Она молчит, не торопится ничего объяснять. Он молчит, думая о том, что человеческое тепло, исходящее от ее ладошки, греет душу. Препарируя на атомы её сдержанную реакцию. Он читает её как: «Я не хочу об этом говорить». А может быть как: «Я не обязана перед тобой раскрываться». Хорошо, ладно… Она здесь, рядом. Разве не это сейчас главное?
— Я просто иногда теряюсь и сразу четко не выражаю свои мысли. Леша сначала неверно меня понял. Так или иначе, я не собиралась давать ему повода, — все же произносит Ксения тихо спустя какое-то время.
И он хочет в это верить. И он – да – будет в это верить.
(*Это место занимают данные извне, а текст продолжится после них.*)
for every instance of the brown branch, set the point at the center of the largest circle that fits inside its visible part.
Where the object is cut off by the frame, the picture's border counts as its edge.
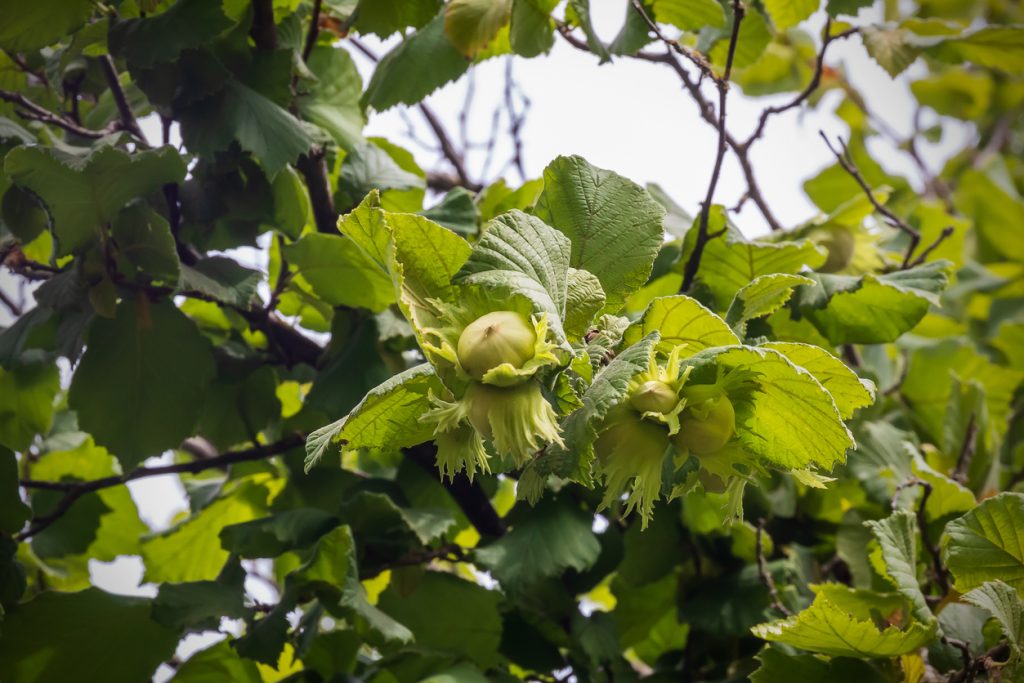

Девушка держится немного отстраненно, напряженно, и, может, оно и не удивительно, с учетом того, что они тут сидят на виду у всех средь бела дня, но свою руку не убирает, всматривается в его глаза в поисках комментариев. Комментариев у врача нет. Комментарий у него только один. Юра кивает, улыбаясь одними уголками губ:
— Не переживай. Я бы сейчас с удовольствием прочитал тебе лекцию о влиянии на здоровье излишних переживаний, но боюсь, нас могут подслушать…
Ксения улыбается ему, заметно расслабляясь.
— Юрий Сергеевич, Вы разве не поняли, что Вас я готова слушать вечно? Там, где нас никто не подслушает…
Комментарий к Глава 15 // Друг Возвращаюсь к нормальному размеру главы.
Надеюсь, ваши душеньки успокоились)
====== Глава 16 // Кошки-мышки ======
Юра помнит: те несколько месяцев, что продолжались их отношения, мотало его из стороны в сторону знатно. Настроение менялось как погода в какой-нибудь Исландии. Безоблачное небо, солнце, птички – а через пять минут свинцовые облака, ураганный ветер, ливень, собачий холод. Потом снова солнце, потом морось. Солнце – снег, солнце – град. И так по кругу… Вот что влюбленность с людьми делает: на твое состояние влияет что угодно, если это что угодно связано с объектом этой самой влюбленности. Крышу сносило, под ногами впервые за долгое время не было твердой опоры, а мозг вообще объявил, что уходит в бессрочный отпуск. Правило сердце. И при его правлении Юра чувствовал себя матросом на палубе корабля, попавшего в сильнейший шторм. Его бросало, швыряло из стороны в сторону, опоры, за которую можно было бы ухватиться и держаться в ожидании, когда буря уляжется, не было.